V.F. Corp slides as new Vans-recovery doubts trigger JPMorgan downgrade
V.F. Corporation shares are down about 3% as selling follows a fresh bearish analyst call that flagged a longer-than-expected Vans brand recovery. The downgrade included a lower price target to $18, pressuring the stock near the mid-$18 level.
1. What’s moving the stock today
V.F. Corporation (VFC) is trading lower today as investors react to a recent analyst downgrade to Underweight from Neutral with a reduced price target of $18. The call emphasized the risk that the turnaround at Vans takes longer than the market is pricing in, alongside earnings estimate reductions for fiscal 2027 and 2028.
2. Why the market cares
Vans remains the key swing factor in VFC’s turnaround narrative, and any perception of an “extended recovery” can quickly compress valuation as investors push out the timeline for margin and cash-flow improvement.
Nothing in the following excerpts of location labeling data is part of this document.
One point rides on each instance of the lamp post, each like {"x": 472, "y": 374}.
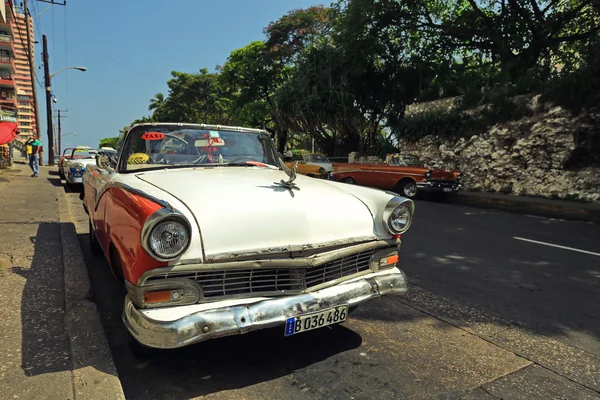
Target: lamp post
{"x": 47, "y": 79}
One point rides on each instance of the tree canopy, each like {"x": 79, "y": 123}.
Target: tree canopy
{"x": 343, "y": 75}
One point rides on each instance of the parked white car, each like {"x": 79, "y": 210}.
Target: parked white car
{"x": 76, "y": 164}
{"x": 214, "y": 236}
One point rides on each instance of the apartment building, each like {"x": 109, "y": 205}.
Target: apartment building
{"x": 16, "y": 82}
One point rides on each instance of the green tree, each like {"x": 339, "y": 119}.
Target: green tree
{"x": 195, "y": 98}
{"x": 156, "y": 102}
{"x": 108, "y": 142}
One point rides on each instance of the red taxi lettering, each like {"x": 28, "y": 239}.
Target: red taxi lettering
{"x": 153, "y": 136}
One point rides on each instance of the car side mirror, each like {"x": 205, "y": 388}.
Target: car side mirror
{"x": 104, "y": 162}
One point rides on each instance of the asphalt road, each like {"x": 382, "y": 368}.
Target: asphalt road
{"x": 489, "y": 316}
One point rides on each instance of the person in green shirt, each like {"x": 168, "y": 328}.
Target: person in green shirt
{"x": 34, "y": 157}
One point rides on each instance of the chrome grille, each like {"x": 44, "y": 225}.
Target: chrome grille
{"x": 256, "y": 281}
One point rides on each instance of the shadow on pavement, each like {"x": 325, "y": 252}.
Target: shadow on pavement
{"x": 45, "y": 347}
{"x": 45, "y": 344}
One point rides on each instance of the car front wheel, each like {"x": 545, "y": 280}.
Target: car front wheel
{"x": 94, "y": 244}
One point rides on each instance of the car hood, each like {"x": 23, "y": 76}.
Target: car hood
{"x": 326, "y": 166}
{"x": 240, "y": 211}
{"x": 83, "y": 161}
{"x": 441, "y": 174}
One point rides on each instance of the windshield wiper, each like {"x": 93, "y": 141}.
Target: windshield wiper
{"x": 249, "y": 164}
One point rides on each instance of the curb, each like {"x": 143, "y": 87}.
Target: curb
{"x": 94, "y": 372}
{"x": 527, "y": 205}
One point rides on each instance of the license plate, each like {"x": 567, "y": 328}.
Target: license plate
{"x": 308, "y": 322}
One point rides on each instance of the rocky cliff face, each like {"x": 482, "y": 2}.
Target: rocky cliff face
{"x": 551, "y": 154}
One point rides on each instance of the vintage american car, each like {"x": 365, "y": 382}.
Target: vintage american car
{"x": 313, "y": 165}
{"x": 61, "y": 162}
{"x": 405, "y": 174}
{"x": 213, "y": 236}
{"x": 76, "y": 164}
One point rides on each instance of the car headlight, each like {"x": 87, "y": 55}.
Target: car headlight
{"x": 398, "y": 215}
{"x": 166, "y": 235}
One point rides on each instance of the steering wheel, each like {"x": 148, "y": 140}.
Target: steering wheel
{"x": 240, "y": 158}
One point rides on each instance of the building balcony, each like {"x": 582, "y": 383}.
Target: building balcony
{"x": 7, "y": 82}
{"x": 7, "y": 44}
{"x": 5, "y": 26}
{"x": 6, "y": 62}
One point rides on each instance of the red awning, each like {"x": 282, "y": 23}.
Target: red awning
{"x": 8, "y": 131}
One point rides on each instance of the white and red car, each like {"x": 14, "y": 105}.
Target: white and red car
{"x": 213, "y": 236}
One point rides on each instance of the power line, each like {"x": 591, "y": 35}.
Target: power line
{"x": 53, "y": 41}
{"x": 66, "y": 61}
{"x": 109, "y": 59}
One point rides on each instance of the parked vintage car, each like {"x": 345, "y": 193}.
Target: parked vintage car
{"x": 313, "y": 165}
{"x": 61, "y": 162}
{"x": 214, "y": 236}
{"x": 76, "y": 164}
{"x": 405, "y": 174}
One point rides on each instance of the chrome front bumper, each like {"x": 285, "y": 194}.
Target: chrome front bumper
{"x": 433, "y": 186}
{"x": 221, "y": 321}
{"x": 76, "y": 179}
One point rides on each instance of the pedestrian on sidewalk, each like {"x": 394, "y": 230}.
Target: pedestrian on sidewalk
{"x": 34, "y": 157}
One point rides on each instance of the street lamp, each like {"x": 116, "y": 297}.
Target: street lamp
{"x": 48, "y": 78}
{"x": 82, "y": 69}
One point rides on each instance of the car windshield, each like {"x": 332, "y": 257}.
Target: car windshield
{"x": 83, "y": 153}
{"x": 149, "y": 147}
{"x": 406, "y": 160}
{"x": 316, "y": 158}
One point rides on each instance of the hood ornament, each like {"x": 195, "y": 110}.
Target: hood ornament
{"x": 291, "y": 173}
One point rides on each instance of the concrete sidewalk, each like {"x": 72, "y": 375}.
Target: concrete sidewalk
{"x": 52, "y": 342}
{"x": 563, "y": 209}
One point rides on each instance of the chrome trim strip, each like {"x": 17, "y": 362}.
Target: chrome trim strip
{"x": 157, "y": 217}
{"x": 288, "y": 262}
{"x": 391, "y": 206}
{"x": 295, "y": 251}
{"x": 234, "y": 320}
{"x": 376, "y": 171}
{"x": 120, "y": 185}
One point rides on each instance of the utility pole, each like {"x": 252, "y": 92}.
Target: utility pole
{"x": 48, "y": 101}
{"x": 31, "y": 58}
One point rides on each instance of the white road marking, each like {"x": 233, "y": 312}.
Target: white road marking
{"x": 558, "y": 246}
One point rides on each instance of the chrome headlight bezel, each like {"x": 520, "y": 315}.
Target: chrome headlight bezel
{"x": 391, "y": 206}
{"x": 160, "y": 216}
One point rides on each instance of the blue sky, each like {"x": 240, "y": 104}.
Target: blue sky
{"x": 130, "y": 48}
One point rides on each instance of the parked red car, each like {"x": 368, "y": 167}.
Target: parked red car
{"x": 405, "y": 174}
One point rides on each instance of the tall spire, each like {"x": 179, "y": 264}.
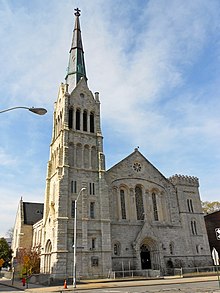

With the stock trading around $18.77, the new $18 target implies limited near-term upside and reinforces a more cautious stance into upcoming catalysts.
3. What to watch next
Key signposts include evidence of stabilization in Vans demand trends, progress on inventory/channel actions, and management’s ability to keep improving profitability and leverage while demand remains uneven. Investors will also focus on updates around debt management and liquidity given ongoing balance-sheet priorities.